Ajit Balakrishnan, CEO of Rediff.com but more importantly for this post, the Chairman of IIM Calcutta’s Board of Governors, tries to figure out what ails business schools of today:

(Quoting Jeffrey Pfeffer) …much of what business schools teach—analytical tools like statistics and basic disciplines like economics and sociology—are readily learned and imitated by any intelligent person. On the other hand, things like communication ability, inter-personal skills, leadership and, most importantly, “wisdom”, the ability to weave together and make use of different kinds of knowledge, are less easily taught. Paradoxically, these are the very skills that lie at the heart of a leadership role in management.

(Quoting Warren Bennis and James O’Toole) …business schools (are) attempting to adopt a “scientific model”. This model at attempts to treat management education as if it was something like physics or chemistry or biology whereas it is, in their view, more a “profession” like medicine or law. They see this distinction between an academic discipline and a profession as the central issue.

I’ve been thinking lately about why I seem to be dissatisfied with some excellent courses I’ve taken this term.
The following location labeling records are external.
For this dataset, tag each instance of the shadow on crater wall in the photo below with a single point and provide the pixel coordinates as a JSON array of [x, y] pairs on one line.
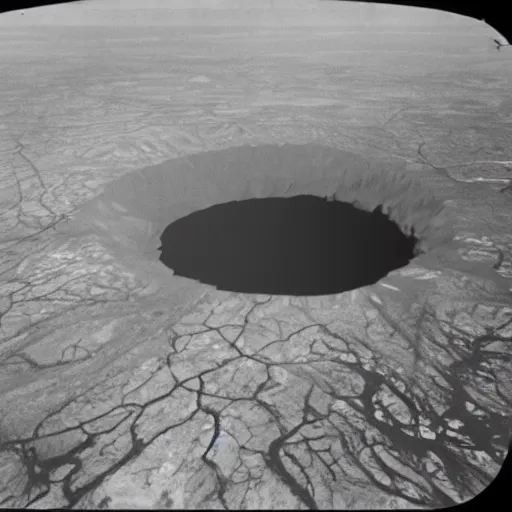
[[303, 245]]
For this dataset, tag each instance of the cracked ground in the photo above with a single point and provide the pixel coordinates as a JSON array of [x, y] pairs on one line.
[[117, 393]]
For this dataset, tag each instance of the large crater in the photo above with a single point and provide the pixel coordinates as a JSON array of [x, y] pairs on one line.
[[134, 211], [303, 245]]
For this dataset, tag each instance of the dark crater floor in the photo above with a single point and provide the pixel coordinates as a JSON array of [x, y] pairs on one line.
[[303, 245]]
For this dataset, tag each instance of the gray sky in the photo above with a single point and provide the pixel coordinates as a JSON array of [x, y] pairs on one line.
[[231, 12]]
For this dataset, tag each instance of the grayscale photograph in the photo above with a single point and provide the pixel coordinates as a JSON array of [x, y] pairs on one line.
[[253, 255]]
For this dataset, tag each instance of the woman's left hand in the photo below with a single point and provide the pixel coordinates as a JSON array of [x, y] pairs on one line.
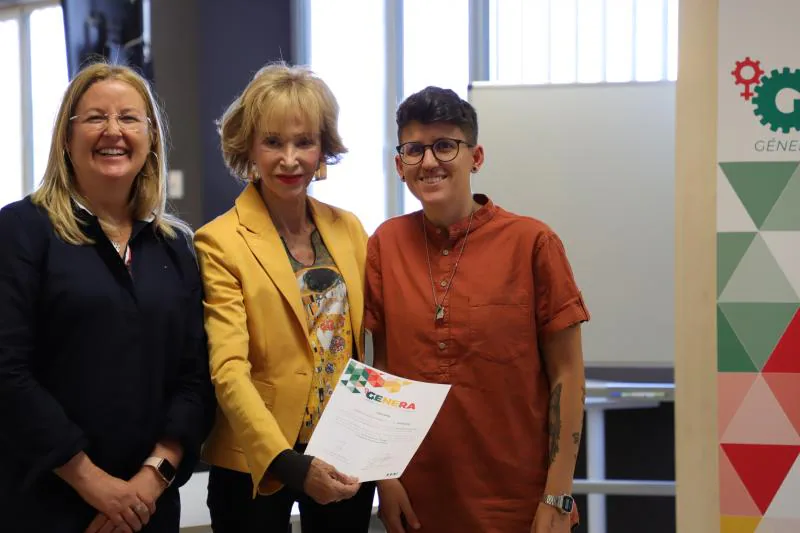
[[549, 520], [149, 487]]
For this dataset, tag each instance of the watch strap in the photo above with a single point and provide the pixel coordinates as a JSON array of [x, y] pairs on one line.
[[564, 502], [163, 468]]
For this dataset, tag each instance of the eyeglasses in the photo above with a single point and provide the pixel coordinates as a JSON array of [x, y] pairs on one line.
[[127, 122], [444, 150]]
They’re (on the surface) well-designed courses, and are taught by very committed, talented faculty. This article’s been more food for thought. Perhaps in the next couple of weeks I’ll analyse why I feel this way.

Where Google plays second fiddle

Time Magazine ponders “Can Google Get Any Bigger“? Looks like it can:

However, for all of its success, Google’s online dominance has been limited to search. In web-based e-mail, for example, Google’s service, Gmail, is in a distant fifth place to leader Yahoo! Mail, which is over 12 times the size of Gmail in terms of visits. Google has barely made a peep in social networking; MySpace, the #1 social networking site, is over 300 times the size of Google’s Orkut service. Even mainstream information such as Google Finance is an order of magnitude smaller in visits than the industry leader in financial information Yahoo! Finance.
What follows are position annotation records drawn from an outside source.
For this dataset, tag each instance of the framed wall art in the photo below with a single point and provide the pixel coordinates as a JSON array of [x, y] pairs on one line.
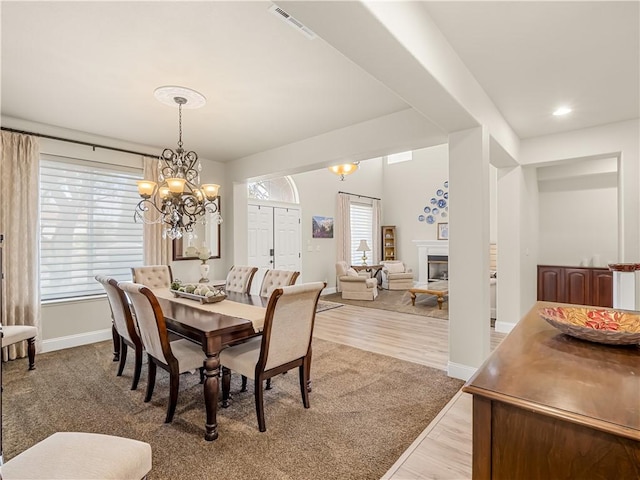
[[322, 227]]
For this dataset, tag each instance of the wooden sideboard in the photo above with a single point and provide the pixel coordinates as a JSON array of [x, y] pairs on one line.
[[575, 285], [546, 405]]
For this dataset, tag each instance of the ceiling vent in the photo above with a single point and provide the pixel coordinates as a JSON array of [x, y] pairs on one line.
[[285, 17]]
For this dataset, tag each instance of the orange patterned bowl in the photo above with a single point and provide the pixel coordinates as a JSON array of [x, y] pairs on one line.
[[612, 327]]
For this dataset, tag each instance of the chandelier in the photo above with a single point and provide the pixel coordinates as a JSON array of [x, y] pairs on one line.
[[179, 200], [344, 169]]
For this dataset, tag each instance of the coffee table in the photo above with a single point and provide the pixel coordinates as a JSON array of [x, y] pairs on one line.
[[439, 289]]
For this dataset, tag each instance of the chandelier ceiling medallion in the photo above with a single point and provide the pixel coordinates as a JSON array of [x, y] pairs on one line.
[[178, 199], [344, 169]]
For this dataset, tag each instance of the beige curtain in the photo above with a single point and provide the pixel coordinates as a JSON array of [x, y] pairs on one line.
[[19, 199], [377, 220], [157, 250]]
Avnish Bajaj on why the Web 2.0 paradigm won’t work in India

Avnish Bajaj of Matrix Partners on why he thinks the “Web 2.0” paradigm won’t work in India:

“People talk about the Internet being convenient, but it is not so in India. You need to go to a cyber café or you have to dial up a telephone line or use a slow broadband connection. Whereas in the US, 150 million households have broadband access all around the clock, sitting at home. When you have such a situation you can do social networking, but where is that happening in India? Do you think a person will go to a cyber café or any public environment to discuss everything about their life?”

“…there is a cultural barrier, as not many individuals will express themselves as in Myspace.com. Also, there are infrastructural barriers. Fundamentally it is not about social networking but about community building. In India one needs to first create a product according to people’s needs and subsequently a community will form around it.”

While I’m glad Bajaj has debunked the Web 2.0 craze, I’m not so sure about the cultural part. While MySpace is a little extreme, Orkut is very popular among young adults (between 15 and 22) in urban India (and no, “urban” now includes Tier-2 and 3 cities from the Hindi heartland too). 75% of India’s Internet users surf from a public location (cyber cafes). I don’t see a reason why either culture or lack of a personal, home computer ought to dissuade users from socializing on the Internet.

After all, it’s happening. Right before us. See what your kid brother/sister/nephew/niece means when he/she wants to “check mail”. They mean they want to check their scrapbook!